Travel-Absolute or Relative?

The journey during the test run along with our stays, brief and elaborate both, made us think and reflect on a lot of things, which we otherwise never do.

Driving between two destinations, distance is always absolute and thus more you move forward, more is the distance that gets covered. Yutika said that this is one of the best things about driving between two destinations is that more you do it, more it gets done unambiguously and you are bound to reach your destination and 'finish the task'. This is in contrast to a lot of other work that we do which seems to always increase the more we do it e.g. writing reports!

Anyway, while driving on a highway, default belief or hope with which I was driving was that I could keep overtaking. But as the navigator in the left seat said, there are times when one has no option but to just wait. It can be on the turns that are too blind to take a risk, or on a single lane highway where the view on either side of the leading vehicle doesn’t inspire overtaking confidence. And then you drive on, sometimes for a kilometer without overtaking. This reality of highways seemed to have much more meaning to it. Perhaps each one of you can make your own meanings. I think this also has something to do with the way one considers travel as an absolute or relative. So if the travel and distances are not absolute, no matter how much you travel, you won't reach the destination. Then overtaking might not be so much fun. It only gives a perspective to your journey as you can compare it with that of someone else's.

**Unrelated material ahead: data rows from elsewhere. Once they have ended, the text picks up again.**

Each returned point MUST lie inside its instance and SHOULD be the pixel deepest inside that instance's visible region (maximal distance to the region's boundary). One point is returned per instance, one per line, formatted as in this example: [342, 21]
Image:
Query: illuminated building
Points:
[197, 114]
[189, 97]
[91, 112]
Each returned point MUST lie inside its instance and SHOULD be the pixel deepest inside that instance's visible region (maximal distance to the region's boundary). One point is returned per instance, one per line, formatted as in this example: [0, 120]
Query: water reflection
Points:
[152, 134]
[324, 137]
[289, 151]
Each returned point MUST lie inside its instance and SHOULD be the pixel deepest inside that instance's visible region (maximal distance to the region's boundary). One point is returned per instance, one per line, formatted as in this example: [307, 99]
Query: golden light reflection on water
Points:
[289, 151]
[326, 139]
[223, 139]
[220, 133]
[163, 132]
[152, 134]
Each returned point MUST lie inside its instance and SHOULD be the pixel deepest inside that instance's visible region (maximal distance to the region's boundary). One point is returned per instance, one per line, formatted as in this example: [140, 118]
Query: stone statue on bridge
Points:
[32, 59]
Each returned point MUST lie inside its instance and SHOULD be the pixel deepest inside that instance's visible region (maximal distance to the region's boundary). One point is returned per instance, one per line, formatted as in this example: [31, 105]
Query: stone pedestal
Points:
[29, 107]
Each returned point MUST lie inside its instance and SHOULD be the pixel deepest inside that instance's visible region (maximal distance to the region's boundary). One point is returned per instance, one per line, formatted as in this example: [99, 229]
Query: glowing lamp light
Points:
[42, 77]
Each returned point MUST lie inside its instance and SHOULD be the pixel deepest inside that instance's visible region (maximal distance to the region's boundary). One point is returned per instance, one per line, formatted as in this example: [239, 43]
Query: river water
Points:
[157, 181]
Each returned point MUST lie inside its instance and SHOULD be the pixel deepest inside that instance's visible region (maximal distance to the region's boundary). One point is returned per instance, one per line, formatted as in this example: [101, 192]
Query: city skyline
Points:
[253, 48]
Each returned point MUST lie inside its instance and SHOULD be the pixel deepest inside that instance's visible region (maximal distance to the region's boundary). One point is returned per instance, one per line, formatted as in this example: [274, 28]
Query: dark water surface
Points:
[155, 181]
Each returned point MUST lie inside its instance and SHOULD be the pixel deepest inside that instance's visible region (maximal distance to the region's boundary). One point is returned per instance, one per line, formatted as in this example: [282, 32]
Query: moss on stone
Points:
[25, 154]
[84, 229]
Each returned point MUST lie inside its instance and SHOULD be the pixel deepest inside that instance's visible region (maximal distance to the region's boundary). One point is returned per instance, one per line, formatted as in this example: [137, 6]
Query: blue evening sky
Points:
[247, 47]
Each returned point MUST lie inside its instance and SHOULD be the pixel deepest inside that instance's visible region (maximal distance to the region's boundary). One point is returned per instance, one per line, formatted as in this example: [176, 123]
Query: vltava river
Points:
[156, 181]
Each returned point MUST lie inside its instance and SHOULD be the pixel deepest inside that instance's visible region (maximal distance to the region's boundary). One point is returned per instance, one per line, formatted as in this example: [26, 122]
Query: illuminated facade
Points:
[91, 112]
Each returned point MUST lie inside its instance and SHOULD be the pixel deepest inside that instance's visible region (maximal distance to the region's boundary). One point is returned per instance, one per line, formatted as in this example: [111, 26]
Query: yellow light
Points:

I am doing such intense highway driving for the first time in my life and thus other than the mindless thinking, I also got the most important lesson of highway driving-that truck drivers are the best drivers on the highways and you can trust them more than anyone else on the road. Yutika asked me to think of a truck as a moving wall on the highway. In the beginning I used to be dead scared to come near a truck but by the end of our test run, I am scared of cars more than anything and feel happy overtaking even between two moving walls.